Nullable integer data type
New in version 0.24.0.
Note
IntegerArray is currently experimental. Its API or implementation may change without warning.
In Working with missing data, we saw that pandas primarily uses NaN
to represent missing data. Because NaN
is a float, this forces an array of integers with any missing values to become floating point. In some cases, this may not matter much. But if your integer column is, say, an identifier, casting to float can be problematic. Some integers cannot even be represented as floating point numbers.

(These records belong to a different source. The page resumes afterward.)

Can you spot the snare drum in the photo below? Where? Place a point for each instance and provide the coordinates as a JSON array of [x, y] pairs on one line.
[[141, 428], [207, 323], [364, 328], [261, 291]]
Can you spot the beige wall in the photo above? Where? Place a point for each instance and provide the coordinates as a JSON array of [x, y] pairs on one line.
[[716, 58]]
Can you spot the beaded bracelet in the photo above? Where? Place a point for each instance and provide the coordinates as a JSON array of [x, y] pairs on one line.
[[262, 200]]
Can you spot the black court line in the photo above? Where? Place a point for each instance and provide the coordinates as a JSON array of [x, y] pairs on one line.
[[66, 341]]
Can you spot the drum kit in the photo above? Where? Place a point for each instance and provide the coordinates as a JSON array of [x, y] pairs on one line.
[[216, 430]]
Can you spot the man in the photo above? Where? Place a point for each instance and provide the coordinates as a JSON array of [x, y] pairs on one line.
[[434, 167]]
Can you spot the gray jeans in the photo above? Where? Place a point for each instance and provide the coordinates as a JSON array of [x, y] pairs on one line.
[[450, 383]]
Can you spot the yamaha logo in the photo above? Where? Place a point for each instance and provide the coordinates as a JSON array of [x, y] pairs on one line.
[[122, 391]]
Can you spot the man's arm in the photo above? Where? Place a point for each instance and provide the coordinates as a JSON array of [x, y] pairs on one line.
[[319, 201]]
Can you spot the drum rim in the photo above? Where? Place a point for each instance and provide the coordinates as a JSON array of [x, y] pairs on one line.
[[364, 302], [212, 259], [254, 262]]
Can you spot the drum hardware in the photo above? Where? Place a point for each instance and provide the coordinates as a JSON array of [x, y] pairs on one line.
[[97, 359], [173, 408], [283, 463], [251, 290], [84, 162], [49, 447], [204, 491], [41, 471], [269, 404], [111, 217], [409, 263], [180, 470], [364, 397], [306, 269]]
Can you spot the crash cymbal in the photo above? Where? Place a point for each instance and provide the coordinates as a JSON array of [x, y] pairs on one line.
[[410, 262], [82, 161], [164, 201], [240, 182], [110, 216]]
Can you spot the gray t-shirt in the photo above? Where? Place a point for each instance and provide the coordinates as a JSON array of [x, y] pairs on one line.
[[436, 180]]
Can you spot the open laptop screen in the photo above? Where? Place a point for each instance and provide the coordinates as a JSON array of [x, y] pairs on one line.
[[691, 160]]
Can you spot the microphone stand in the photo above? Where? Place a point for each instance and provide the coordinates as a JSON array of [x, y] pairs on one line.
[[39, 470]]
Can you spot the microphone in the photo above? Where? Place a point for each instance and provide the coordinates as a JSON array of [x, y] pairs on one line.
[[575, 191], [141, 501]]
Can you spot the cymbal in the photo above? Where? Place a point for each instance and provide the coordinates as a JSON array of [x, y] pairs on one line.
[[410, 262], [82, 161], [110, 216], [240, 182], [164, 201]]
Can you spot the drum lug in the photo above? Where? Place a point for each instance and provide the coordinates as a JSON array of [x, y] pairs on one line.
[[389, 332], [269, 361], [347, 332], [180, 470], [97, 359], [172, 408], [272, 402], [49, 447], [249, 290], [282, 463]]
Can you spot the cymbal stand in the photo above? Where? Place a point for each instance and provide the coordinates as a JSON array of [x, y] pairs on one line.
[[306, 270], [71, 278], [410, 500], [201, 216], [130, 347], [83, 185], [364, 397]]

Pandas can represent integer data with possibly missing values using arrays.IntegerArray
. This is an extension types implemented within pandas. It is not the default dtype for integers, and will not be inferred; you must explicitly pass the dtype into array()
or Series
:
In [1]: arr = pd.array([1, 2, np.nan], dtype=pd.Int64Dtype())
In [2]: arr
Out[2]:
<IntegerArray>
[1, 2, NaN]
Length: 3, dtype: Int64
Or the string alias "Int64"
(note the capital "I"
, to differentiate from NumPy’s 'int64'
dtype:
In [3]: pd.array([1, 2, np.nan], dtype="Int64")
Out[3]:
<IntegerArray>
[1, 2, NaN]
Length: 3, dtype: Int64
This array can be stored in a DataFrame
or Series
like any NumPy array.
In [4]: pd.Series(arr)
Out[4]:
0 1
1 2
2 NaN
dtype: Int64
You can also pass the list-like object to the Series
constructor with the dtype.
In [5]: s = pd.Series([1, 2, np.nan], dtype="Int64")
In [6]: s
Out[6]:
0 1
1 2
2 NaN
dtype: Int64
By default (if you don’t specify dtype
), NumPy is used, and you’ll end up with a float64
dtype Series:
In [7]: pd.Series([1, 2, np.nan])
Out[7]:
0 1.0
1 2.0
2 NaN
dtype: float64
Operations involving an integer array will behave similar to NumPy arrays. Missing values will be propagated, and and the data will be coerced to another dtype if needed.
# arithmetic
In [8]: s + 1
Out[8]:
0 2
1 3
2 NaN
dtype: Int64
# comparison
In [9]: s == 1
Out[9]:
0 True
1 False
2 False
dtype: bool
# indexing
In [10]: s.iloc[1:3]
Out[10]:
1 2
2 NaN
dtype: Int64
# operate with other dtypes
In [11]: s + s.iloc[1:3].astype('Int8')
Out[11]:
0 NaN
1 4
2 NaN
dtype: Int64
# coerce when needed
In [12]: s + 0.01
Out[12]:
0 1.01
1 2.01
2 NaN
dtype: float64
These dtypes can operate as part of of DataFrame
.
In [13]: df = pd.DataFrame({'A': s, 'B': [1, 1, 3], 'C': list('aab')})
In [14]: df
Out[14]:
A B C
0 1 1 a
1 2 1 a
2 NaN 3 b
In [15]: df.dtypes
Out[15]:
A Int64
B int64
C object
dtype: object
These dtypes can be merged & reshaped & casted.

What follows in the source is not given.